My R list has several data objects, totaling 7GB in R. The main list object is the independent data matrix of size 5 million x 157. The following error is given when I try to sample in CmdStanR:
Error in collapse(tmp, inner = FALSE, indent = indent) : R character strings are limited to 2^31-1 bytes
This happens in CmdStanR before any sampling occurs. It appears there is a limit to the data that R can convert to JSON. I was able to duplicate the error with the following command (my list is data_all_stan):
I have 128GB RAM, so it is not a RAM limitation on my desktop. This appears to be a limitation that I found others dealing with too outside Stan, converting to JSON. I tried Windows and WSL.

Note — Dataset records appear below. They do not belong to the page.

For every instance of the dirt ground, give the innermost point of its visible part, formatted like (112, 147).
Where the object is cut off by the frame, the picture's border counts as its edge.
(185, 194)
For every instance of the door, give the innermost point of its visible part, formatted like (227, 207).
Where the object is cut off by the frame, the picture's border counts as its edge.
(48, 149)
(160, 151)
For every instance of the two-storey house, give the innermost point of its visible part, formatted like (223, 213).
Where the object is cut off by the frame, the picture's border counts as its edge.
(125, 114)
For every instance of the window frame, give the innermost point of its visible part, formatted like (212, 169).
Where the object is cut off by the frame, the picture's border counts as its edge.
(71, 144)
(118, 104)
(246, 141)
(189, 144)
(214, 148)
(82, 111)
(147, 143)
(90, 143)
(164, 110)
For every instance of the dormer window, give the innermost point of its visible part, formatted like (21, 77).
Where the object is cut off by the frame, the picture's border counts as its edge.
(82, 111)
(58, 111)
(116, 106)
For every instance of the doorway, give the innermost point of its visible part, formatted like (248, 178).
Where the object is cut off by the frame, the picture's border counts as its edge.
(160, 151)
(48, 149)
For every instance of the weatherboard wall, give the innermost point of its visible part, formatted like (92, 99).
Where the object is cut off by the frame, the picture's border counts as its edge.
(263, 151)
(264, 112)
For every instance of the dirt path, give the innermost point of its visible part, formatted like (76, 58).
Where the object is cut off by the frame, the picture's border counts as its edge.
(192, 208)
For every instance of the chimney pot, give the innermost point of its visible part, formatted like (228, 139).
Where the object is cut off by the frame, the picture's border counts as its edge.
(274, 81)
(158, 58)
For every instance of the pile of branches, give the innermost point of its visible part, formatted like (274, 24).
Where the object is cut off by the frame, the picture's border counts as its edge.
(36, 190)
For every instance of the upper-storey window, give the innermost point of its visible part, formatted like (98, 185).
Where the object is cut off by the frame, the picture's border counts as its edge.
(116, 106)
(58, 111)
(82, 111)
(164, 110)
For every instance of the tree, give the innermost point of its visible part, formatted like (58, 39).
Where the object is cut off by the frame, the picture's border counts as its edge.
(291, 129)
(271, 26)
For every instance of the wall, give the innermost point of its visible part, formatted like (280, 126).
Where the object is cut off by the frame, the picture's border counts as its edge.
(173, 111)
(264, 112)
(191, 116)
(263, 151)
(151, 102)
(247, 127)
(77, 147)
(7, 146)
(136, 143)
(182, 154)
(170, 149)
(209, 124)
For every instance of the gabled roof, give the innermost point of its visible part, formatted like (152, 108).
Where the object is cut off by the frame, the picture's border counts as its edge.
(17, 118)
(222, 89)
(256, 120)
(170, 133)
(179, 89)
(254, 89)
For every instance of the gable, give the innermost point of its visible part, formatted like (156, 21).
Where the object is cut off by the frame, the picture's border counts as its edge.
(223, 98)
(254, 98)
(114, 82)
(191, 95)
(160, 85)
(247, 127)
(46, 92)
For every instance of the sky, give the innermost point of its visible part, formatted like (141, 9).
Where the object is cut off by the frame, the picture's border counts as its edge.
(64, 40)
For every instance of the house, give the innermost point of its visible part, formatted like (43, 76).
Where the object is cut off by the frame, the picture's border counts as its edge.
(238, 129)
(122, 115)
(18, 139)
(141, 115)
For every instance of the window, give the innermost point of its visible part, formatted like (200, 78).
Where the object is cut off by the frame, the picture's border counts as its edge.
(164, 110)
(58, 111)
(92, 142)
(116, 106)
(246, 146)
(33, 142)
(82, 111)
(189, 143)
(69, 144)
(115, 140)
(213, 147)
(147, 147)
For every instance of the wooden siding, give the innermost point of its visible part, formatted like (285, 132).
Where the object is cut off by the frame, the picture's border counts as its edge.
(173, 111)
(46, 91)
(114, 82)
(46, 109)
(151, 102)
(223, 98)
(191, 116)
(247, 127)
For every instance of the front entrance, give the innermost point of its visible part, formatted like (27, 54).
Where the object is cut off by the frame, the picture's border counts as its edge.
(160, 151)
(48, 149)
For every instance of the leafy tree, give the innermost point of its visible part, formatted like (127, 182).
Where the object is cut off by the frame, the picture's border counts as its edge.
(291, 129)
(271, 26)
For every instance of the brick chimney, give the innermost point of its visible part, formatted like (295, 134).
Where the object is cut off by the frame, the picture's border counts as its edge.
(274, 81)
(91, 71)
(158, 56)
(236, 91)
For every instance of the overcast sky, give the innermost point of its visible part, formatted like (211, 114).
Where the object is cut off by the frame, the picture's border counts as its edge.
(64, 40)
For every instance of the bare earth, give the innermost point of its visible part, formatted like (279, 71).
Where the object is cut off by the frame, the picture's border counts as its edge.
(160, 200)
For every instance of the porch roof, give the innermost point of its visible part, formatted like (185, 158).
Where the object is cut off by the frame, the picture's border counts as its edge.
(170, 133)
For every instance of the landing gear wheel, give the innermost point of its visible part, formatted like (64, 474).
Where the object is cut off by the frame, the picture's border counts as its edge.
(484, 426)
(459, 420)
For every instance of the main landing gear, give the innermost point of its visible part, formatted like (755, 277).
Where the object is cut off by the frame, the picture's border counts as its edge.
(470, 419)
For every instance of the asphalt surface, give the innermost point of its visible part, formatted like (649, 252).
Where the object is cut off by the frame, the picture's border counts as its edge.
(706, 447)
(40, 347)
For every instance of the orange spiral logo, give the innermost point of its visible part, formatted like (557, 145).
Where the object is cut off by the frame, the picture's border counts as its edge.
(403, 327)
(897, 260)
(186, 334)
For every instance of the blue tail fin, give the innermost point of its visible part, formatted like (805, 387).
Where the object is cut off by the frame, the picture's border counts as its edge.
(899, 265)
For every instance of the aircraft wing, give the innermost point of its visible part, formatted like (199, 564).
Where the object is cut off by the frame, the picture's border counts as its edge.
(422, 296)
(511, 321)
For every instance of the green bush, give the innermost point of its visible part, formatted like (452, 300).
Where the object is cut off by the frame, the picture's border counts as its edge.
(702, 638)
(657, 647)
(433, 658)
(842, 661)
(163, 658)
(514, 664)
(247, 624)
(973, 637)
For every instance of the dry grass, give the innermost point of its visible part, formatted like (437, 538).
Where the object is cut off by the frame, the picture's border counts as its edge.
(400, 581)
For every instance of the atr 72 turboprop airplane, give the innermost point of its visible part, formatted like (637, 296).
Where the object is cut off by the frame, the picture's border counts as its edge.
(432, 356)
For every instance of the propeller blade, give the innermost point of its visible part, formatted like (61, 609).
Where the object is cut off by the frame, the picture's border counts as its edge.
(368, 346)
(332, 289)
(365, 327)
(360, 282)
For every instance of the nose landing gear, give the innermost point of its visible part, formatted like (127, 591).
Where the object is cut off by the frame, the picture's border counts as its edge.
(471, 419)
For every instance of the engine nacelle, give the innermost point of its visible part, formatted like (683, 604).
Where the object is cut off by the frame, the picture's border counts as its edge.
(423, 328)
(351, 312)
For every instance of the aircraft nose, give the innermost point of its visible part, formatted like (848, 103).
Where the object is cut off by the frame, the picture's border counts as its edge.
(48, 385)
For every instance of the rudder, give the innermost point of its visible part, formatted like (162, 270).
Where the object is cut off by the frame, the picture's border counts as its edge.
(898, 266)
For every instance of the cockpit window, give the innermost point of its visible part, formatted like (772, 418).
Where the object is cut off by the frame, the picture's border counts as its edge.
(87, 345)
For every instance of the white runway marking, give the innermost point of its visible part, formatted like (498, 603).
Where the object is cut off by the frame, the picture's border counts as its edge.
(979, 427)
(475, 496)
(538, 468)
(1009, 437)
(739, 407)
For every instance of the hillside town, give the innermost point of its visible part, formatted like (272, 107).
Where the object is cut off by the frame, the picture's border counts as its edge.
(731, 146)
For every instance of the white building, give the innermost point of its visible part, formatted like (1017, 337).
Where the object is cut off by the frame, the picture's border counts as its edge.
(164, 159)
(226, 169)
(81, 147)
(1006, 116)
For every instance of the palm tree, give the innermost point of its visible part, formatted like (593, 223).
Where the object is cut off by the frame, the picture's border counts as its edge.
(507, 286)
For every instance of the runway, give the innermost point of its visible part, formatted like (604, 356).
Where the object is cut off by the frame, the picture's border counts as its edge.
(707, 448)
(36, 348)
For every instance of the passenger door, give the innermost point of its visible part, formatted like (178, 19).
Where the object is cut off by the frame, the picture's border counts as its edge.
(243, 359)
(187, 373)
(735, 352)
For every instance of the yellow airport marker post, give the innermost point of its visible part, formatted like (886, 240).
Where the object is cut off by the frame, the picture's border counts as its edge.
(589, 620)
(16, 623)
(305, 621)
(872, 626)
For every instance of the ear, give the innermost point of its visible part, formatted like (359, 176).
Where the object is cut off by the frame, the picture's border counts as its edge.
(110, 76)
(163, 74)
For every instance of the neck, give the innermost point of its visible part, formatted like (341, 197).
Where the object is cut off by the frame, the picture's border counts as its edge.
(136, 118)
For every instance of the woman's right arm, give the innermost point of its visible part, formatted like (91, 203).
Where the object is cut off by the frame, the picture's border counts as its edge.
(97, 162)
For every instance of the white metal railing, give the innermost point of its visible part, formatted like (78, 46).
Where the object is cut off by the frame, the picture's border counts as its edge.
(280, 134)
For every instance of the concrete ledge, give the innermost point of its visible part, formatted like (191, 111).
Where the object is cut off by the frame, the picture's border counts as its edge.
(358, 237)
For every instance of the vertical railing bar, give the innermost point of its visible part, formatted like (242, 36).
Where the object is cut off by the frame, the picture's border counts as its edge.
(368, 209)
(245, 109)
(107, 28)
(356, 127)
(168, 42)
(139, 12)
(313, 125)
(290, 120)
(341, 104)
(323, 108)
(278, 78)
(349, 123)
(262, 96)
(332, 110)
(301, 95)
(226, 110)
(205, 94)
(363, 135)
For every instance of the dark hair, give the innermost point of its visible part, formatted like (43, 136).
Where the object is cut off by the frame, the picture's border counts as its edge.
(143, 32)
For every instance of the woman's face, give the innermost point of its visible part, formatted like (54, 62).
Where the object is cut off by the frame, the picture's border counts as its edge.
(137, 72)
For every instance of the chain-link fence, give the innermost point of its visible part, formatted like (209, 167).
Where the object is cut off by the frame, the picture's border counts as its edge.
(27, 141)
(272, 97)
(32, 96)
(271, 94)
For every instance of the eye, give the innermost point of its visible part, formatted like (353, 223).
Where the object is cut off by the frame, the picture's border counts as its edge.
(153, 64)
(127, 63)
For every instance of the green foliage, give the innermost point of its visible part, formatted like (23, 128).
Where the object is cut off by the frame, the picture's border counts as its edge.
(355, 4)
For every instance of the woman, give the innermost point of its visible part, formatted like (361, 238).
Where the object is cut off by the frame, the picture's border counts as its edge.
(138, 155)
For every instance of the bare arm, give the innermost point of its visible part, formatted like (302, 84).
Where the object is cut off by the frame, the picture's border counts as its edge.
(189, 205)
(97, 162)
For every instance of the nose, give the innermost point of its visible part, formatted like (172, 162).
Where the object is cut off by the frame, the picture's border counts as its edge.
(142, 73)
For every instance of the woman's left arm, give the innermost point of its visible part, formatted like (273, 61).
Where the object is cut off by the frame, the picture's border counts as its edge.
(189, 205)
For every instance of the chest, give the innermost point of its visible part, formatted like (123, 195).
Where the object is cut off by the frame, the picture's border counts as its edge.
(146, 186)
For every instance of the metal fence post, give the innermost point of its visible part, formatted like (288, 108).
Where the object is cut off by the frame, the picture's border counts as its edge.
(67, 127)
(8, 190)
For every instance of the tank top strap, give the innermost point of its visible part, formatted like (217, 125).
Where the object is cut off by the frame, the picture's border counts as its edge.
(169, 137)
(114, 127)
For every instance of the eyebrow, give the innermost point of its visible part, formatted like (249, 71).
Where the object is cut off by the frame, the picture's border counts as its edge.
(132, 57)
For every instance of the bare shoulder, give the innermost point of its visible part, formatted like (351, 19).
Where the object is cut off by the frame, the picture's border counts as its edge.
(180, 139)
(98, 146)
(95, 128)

Not sure if others have recommendations. For now, I am cutting down the file size by randomly selecting rows.
Hi,
this appears to be a bug/limitation of the current cmdstanr implementation which relies on jsonlite::write_json. Could you try building a small reproducible example (e.g. by simulating a large dataset) and filing an issue at Issues · stan-dev/cmdstanr · GitHub ?
I think the only workaround that does not require code changes to cmdstanr is for you to write the JSON file yourself (you can inspect the format by writing a smaller dataset) in a way that does not require construction of large strings. Then you can call the model executable directly (see e.g. 4 MCMC Sampling | CmdStan User’s Guide) and then use cmdstanr::read_stan_csv or cmdstanr::as_cmdstan_fit to read the results into R.
We currently have a ton of R code that’s built around the project, which would be a bit of a pain to port to Python. Perhaps one thing we could do is just write a lil intermediate script that handles the JSON-writing. I’ll try it out and post it here.
If anyone is coming to this late (jsonlite is still throwing the same error - 2024) my solution to the problem was to write to file using jsonlite::stream_out function (batches lines into blocks of 500, and then writes to file without throwing the above error. Not quick but simple
I was able to solve this error by using jsonlite::toJSON to write the list to a json file.
Assuming your data list is called dat:
json_txt ← jsonlite::toJSON(dat,
auto_unbox = TRUE)
# auto_unbox to convert lists of length one to single elements
json_file ← file.path(read_folder, “json_dat.json”)
writeLines(json_txt, file(json_file))
stanfit ← model$sample(data = json_file, …)
# remplace ... with your actual sampling parameters
Also, don’t use jsonlite::prettify which seems to be causing the error.